Key Takeaway: Speed of Detection and Isolation Beat Ransom Payment
The decisive factor in a RaaS intrusion is time, not the ransom note. Because affiliates rent proven tooling and follow shared playbooks, they can repeat the same intrusion across many environments and move quickly once inside. The average time from compromise to ransom deployment now sits at around 20 hours, which is the window you have to notice the intrusion and cut it off.
That window is what separates a contained incident from a full recovery cycle. If you spot the lateral movement, the credential misuse, or the tunneling activity during those hours, you can isolate affected hosts before the payload runs and skip the negotiation entirely. If you find out at the ransom note, the affiliate has already staged and stolen your data.
Paying a ransom funds the operator's next round of development and affiliate recruitment, and it does not guarantee your stolen data is deleted—copies stay in the affiliate's hands regardless of whether you pay.
The single most important action is to have a detection and isolation plan written and rehearsed before an incident, specifically covering RMM abuse and suspicious tunneling utilities.
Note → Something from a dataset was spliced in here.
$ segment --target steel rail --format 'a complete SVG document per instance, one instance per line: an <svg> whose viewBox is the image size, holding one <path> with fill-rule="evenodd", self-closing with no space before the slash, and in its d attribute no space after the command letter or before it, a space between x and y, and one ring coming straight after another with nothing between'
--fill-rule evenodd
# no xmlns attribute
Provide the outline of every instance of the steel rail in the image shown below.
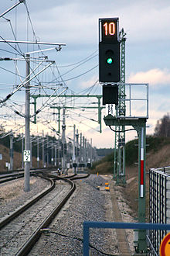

Knowing in advance who can pull a host off the network, and under what authority, is what turns a 20-hour window into a real advantage instead of a scramble.
Continuous monitoring of the tools these crews reach for—Bomgar and similar remote management agents, Cloudflared, and OpenSSH—is now baseline. These utilities appear again and again across unrelated intrusions tied to different operators, which makes their unexpected presence a reliable early signal. Treating that visibility as a standing control, rather than a one-time hardening task, is what keeps quiet access from turning into downtime.